あと少しで小さな穴から留め具が抜けるという時だった。
「なあにしてんのかな?」
「うわっ!」
驚いて首元に集中していた視線を上げると、すぐ近くにまばらにヒゲの生えた顔がある。慌てて手を引っ込めようとすると上から握り込まれた。
「そんなにこの鍵が欲しいのか。」
「はは、は、」
ごまかせはしないのに笑う。
「だいたい寝る時に眼鏡かけたままの時点で怪しいんだよ、お前。」
言われてから、しまったと思うがもう遅い。確かにこの部屋に連れ込まれてからずっと隙を窺っていた。ということはと、白田が目を見開く。
「ずっと寝たふりしてたんですか!?」
「あ?そんな訳ないだろうがボケ、せっかくいい感じで寝てんのに邪魔しやがって。首のとこごそごそされっとくすぐってえんだよ。俺は眠い、抱き枕はそのままじっとしてろ。」
あくびして、早くもまた寝ようとしている。
「抱き枕とか言っちゃってるし。なんなんですか。先生が起きるまでは出て行きませんから、もういいかげんにリュック返して下さい!!」
「うるせえ!」
理不尽な一喝にひっと息を飲む。しかしリュックの持ち主は白田であり、今までのように耐える必要などないと思い直す。譲歩する気が失せ、だんだんと腹が立ってきたので半眼で挑むように睨む。

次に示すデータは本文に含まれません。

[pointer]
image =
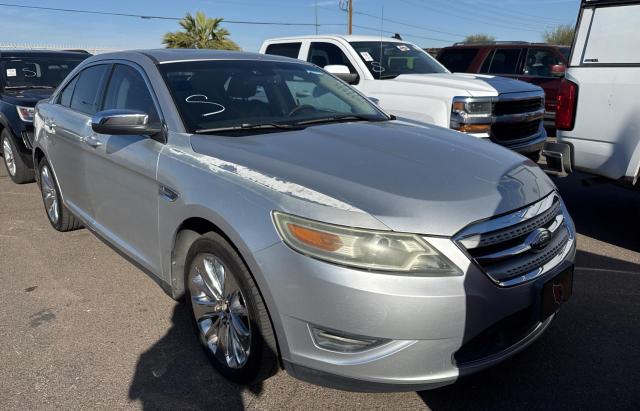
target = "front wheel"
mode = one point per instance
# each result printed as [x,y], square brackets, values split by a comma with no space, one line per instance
[19,172]
[59,216]
[229,315]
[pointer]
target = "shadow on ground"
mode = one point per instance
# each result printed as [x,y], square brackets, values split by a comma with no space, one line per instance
[175,374]
[589,358]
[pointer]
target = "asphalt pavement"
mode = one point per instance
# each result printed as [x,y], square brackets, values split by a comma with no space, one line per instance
[81,328]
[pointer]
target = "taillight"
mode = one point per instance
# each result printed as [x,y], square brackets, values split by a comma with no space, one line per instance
[566,105]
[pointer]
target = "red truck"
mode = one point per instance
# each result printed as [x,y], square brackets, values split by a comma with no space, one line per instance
[538,63]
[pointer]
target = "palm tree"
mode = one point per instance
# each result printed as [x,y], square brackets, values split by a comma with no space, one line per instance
[200,32]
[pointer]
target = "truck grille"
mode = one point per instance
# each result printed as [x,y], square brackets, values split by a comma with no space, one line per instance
[502,108]
[515,131]
[523,245]
[517,120]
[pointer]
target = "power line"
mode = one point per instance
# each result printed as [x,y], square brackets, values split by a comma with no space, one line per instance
[152,17]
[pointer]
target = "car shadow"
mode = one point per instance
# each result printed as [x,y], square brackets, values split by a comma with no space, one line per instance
[603,211]
[589,358]
[175,373]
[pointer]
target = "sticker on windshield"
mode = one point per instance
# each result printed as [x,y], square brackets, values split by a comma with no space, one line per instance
[366,56]
[202,99]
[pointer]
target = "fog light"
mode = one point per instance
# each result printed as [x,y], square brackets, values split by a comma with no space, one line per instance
[341,342]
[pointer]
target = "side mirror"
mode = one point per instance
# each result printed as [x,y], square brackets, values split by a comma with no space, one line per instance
[558,70]
[122,122]
[342,72]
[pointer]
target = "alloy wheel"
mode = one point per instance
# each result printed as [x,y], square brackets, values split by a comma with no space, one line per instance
[220,311]
[9,157]
[49,194]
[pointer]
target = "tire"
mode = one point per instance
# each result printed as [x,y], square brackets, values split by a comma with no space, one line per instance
[218,317]
[59,216]
[19,172]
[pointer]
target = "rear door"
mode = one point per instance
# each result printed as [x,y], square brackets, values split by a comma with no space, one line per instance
[605,64]
[68,122]
[122,172]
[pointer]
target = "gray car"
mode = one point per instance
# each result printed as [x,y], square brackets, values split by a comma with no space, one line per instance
[306,228]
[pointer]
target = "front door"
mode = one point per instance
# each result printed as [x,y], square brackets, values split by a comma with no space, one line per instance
[122,178]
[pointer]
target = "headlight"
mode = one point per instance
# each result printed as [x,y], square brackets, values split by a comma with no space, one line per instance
[365,249]
[26,113]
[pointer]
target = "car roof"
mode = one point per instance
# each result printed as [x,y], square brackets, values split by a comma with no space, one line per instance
[43,53]
[161,56]
[352,37]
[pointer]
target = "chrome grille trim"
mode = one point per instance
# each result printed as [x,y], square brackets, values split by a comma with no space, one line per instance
[505,249]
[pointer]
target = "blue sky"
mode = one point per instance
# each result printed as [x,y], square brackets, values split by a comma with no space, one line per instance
[428,23]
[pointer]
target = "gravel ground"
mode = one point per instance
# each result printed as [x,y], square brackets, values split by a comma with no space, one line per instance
[81,328]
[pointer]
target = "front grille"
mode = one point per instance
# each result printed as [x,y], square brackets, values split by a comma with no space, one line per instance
[507,107]
[522,245]
[515,131]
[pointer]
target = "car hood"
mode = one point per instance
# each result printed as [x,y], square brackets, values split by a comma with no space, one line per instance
[25,97]
[412,178]
[469,83]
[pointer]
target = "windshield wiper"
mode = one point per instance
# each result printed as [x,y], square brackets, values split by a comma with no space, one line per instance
[335,119]
[19,87]
[244,127]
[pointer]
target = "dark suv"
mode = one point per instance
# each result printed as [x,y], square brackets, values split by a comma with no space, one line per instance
[538,63]
[27,77]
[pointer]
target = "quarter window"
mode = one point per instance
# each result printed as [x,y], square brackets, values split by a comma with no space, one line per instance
[504,61]
[85,95]
[284,49]
[128,90]
[67,93]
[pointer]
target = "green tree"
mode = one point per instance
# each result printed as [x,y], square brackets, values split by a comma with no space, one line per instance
[200,32]
[561,35]
[479,38]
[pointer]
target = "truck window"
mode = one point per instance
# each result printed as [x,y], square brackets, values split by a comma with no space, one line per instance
[613,38]
[324,54]
[284,49]
[539,62]
[458,60]
[504,61]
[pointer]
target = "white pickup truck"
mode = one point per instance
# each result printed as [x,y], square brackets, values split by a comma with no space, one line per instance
[597,118]
[404,80]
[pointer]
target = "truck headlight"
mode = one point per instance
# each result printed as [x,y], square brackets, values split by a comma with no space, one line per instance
[26,113]
[360,248]
[471,115]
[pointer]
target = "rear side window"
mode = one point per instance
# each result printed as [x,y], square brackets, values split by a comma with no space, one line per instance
[67,92]
[458,60]
[324,54]
[504,61]
[85,95]
[613,38]
[128,90]
[284,49]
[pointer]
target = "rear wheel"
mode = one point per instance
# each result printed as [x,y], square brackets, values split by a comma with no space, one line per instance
[229,315]
[59,216]
[19,172]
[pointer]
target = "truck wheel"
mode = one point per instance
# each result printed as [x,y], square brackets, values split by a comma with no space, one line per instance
[59,216]
[229,315]
[19,172]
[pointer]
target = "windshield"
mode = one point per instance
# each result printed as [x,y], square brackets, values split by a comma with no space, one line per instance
[386,59]
[242,93]
[36,72]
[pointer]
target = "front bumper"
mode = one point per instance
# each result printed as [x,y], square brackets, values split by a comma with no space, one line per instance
[427,320]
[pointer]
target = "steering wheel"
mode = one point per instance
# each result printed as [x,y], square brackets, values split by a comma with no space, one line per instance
[300,109]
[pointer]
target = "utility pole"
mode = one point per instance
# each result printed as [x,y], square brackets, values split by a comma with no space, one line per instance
[350,16]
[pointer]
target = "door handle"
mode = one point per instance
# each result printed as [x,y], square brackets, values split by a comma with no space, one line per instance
[92,141]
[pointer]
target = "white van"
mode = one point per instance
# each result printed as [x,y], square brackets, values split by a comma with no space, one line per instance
[598,114]
[406,81]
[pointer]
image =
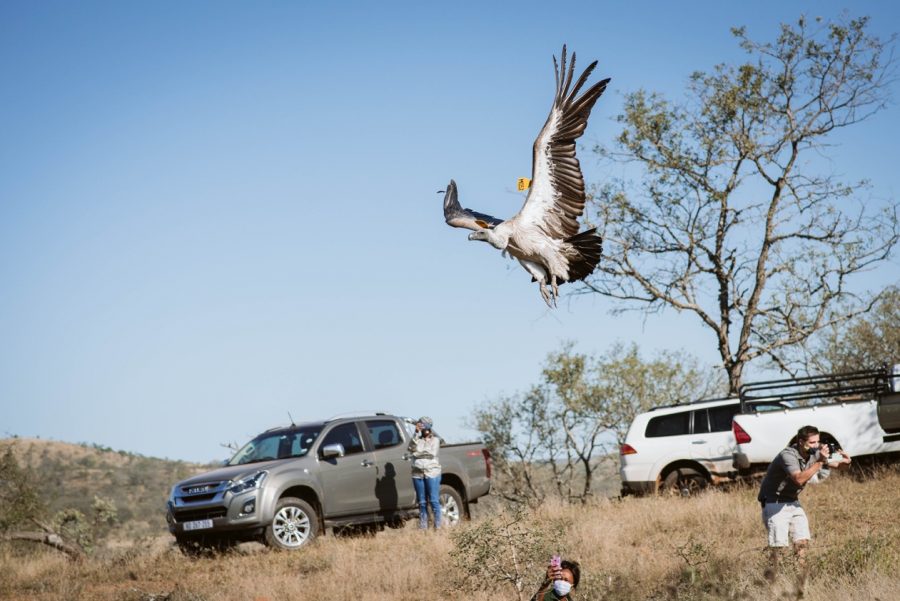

「決めました、僕は今すぐ出て行きます!先生の理由なんて聞きません、だから鍵を貸してください。リュックがないと困るんです。」
握り込まれた手を振り解く。チェーンを千切り強引に鍵を取ろうとしたが、それよりも早く大きな手のひらが白田の後ろ頭をホールドした。
「ちょっと黙ってろ。」
がっつりと口を口で覆われる。キスというよりも食べられている方が近い。
「ん、んん、」
手っ取り早く黙らせると、ネックレスから白田の手が離れて体を離そうと二人の間で腕を突っ張りだす。それを物ともせずに、今度は腰を引き寄せさらに深く貪る。
「んう!」
抗議の呻きなのか白田の喉が動く。約半年側にいて、助手に対しこんな触れ方をしたことはまだなかったが、おかげではっきりしたことがある。これで退職を認めない理由の検証は済んだ。